2. Mike Williams, Clemson: Williams will be a great add for NFL teams looking for an alpha dog on offense. The physicality and want-to he shows on every route makes him an easy receiver to trust, whether a quarterback is trying to get a first down or throwing a strike into the end zone. At his pro day, he showed enough speed to be effective downfield -- a necessary step to maintain his status as a potential top-10 pick.
3. John Ross, Washington: Ross' record-breaking 4.22-second 40-yard dash at the NFL Scouting Combine put him in another stratosphere in the category of speed, though his quickness was already evident on tape. But measuring under 5-11, 190 pounds, can he be an effective No. 1 receiver? Ross did win off the line with speed and hand usage, so I think he'll be more than OK, actually. Expect him to be selected before the midway point of the first round.

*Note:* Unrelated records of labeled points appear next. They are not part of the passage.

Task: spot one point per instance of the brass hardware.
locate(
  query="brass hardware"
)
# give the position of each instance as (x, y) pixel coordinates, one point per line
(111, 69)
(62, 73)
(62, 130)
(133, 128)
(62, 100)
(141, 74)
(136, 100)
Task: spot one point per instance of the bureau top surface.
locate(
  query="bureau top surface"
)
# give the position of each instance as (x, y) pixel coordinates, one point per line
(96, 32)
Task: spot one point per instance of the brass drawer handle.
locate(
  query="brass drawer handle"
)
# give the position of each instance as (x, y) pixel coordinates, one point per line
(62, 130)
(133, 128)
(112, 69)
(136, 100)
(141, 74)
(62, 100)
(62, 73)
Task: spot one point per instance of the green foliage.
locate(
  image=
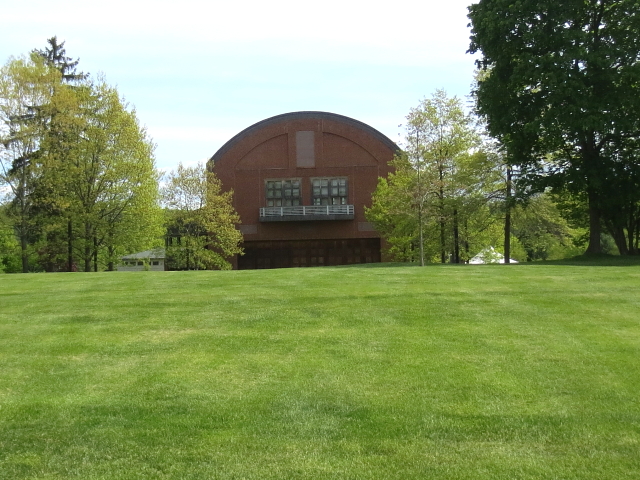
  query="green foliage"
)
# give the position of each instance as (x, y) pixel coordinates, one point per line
(83, 184)
(542, 232)
(201, 220)
(444, 188)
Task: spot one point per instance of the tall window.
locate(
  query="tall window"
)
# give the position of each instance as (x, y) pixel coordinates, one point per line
(283, 193)
(329, 191)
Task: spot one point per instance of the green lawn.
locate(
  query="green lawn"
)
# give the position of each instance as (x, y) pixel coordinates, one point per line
(381, 372)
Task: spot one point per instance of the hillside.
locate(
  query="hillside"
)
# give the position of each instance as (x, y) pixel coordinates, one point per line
(514, 372)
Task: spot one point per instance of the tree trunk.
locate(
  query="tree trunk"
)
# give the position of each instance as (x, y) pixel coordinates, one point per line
(87, 247)
(443, 253)
(507, 219)
(95, 253)
(24, 253)
(70, 246)
(456, 237)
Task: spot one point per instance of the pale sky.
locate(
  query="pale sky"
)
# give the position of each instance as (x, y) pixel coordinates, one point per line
(200, 72)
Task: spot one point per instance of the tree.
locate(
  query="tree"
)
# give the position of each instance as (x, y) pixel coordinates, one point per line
(201, 220)
(110, 182)
(64, 133)
(443, 136)
(561, 91)
(441, 198)
(26, 86)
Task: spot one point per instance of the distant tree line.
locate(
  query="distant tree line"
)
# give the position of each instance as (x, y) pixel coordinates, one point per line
(548, 165)
(78, 183)
(452, 194)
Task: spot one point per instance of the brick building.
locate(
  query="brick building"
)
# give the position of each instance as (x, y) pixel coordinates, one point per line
(301, 181)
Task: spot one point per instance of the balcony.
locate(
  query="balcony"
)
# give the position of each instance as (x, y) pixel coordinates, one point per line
(306, 213)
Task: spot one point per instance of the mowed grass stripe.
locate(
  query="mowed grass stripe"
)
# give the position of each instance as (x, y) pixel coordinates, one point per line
(527, 371)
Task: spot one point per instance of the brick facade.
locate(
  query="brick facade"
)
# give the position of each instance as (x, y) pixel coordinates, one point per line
(324, 162)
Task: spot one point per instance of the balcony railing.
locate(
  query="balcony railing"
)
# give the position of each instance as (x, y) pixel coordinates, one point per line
(306, 212)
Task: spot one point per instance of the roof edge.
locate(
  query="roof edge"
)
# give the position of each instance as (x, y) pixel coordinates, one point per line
(300, 116)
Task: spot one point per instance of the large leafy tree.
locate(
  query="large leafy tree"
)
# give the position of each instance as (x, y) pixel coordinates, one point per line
(78, 166)
(562, 92)
(438, 195)
(201, 220)
(109, 178)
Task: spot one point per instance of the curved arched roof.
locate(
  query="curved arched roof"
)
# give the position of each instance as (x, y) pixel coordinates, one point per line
(309, 115)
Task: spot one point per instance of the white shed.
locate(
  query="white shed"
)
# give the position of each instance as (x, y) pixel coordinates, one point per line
(489, 255)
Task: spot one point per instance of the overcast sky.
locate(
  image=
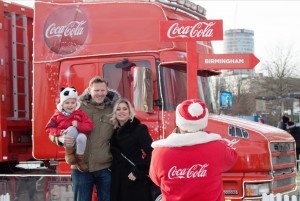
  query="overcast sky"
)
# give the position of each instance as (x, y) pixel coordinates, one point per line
(275, 23)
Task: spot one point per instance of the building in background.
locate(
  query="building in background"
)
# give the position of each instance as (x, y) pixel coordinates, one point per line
(237, 41)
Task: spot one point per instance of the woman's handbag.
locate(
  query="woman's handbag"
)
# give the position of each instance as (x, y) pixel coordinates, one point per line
(154, 189)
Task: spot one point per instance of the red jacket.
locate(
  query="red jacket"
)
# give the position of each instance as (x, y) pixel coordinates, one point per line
(60, 122)
(189, 167)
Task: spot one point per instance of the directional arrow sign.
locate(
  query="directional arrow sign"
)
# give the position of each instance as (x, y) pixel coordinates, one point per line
(226, 61)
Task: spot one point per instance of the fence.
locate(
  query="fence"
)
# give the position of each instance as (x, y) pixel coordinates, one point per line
(278, 197)
(5, 197)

4. Christian McCaffrey, Stanford: Yes, McCaffrey was a running back at Stanford and might play that position primarily in the NFL -- he's No. 2 on my list of the draft's top RBs. But if a team wanted him to play receiver exclusively, that would be a reasonable move. His elite quickness and attention to detail in route running is not surprising given his bloodlines; his father, "Easy" Ed McCaffrey, was a reliable, intelligent NFL receiver in his day. Line Christian McCaffrey up in the slot, outside, wherever -- he'll lose his man with regularity and take off downfield for big plays.
5. Zay Jones, East Carolina: Jones has good size (6-2, 201) and sub-4.5 speed. He's the most prolific pass-catcher in FBS history, and showed off amazing hands and agility during the Senior Bowl. Jones also has football genes because his father, Robert, played linebacker in the NFL. What's not to like?
Sources Tell Us
"Man, he breaks them off with those routes. It wasn't even fair the way he did those corners in that conference. A man among boys." -- AFC North regional scout on Corey Davis
Chad Hansen, Cal: Hansen was a productive player for Cal in his senior year (92 catches for 1,249 yards and 11 scores) after transferring from Idaho State after his freshman year. While some have projected him as high as a top-50 pick, I think he'll end up going on the third day of the draft (Rounds 4-7) because he lacks the physicality and pure speed to be a top receiving target.
KD Cannon, Baylor: At 5-11, 182 pounds, Cannon is a bit slight for some scouts' taste. However, his speed and quickness will allow him to succeed much like similarly sized players (T.Y. Hilton and Emmanuel Sanders are a couple examples). During combine workouts, Cannon was pretty clearly the most explosive receiver out of his breaks and caught everything. His size will keep him out of the top 50, but I won't be surprised if he's one of the top contributors at his position as a rookie, even though he comes from Baylor's simplified offense.
Boom or bust
Curtis Samuel, Ohio State: Samuel did pretty much anything he was asked to do by Buckeyes coaches. NFL teams are trying to figure out what his best role is at the next level, however. If Samuel takes to the mental aspects of the receiver (or running back) position as his new team hopes he will, there's Pro Bowl potential here. There will be learning curve if he's asked to become a pro route runner as a receiver. There's a fine line between being a jack of all trades and not finding a position fit.
Brian Brown, Richmond: Brown has put up nearly 3,000 receiving yards for the Spiders over the past two seasons, scoring 11 times in his senior year. His speed is not elite, but he has plenty of quickness to leave corners in his wake. Brown's hands and catch radius are excellent. If he shows he can contribute on special teams early on, he'll eventually earn reps on offense -- and I won't bet against him making a difference there.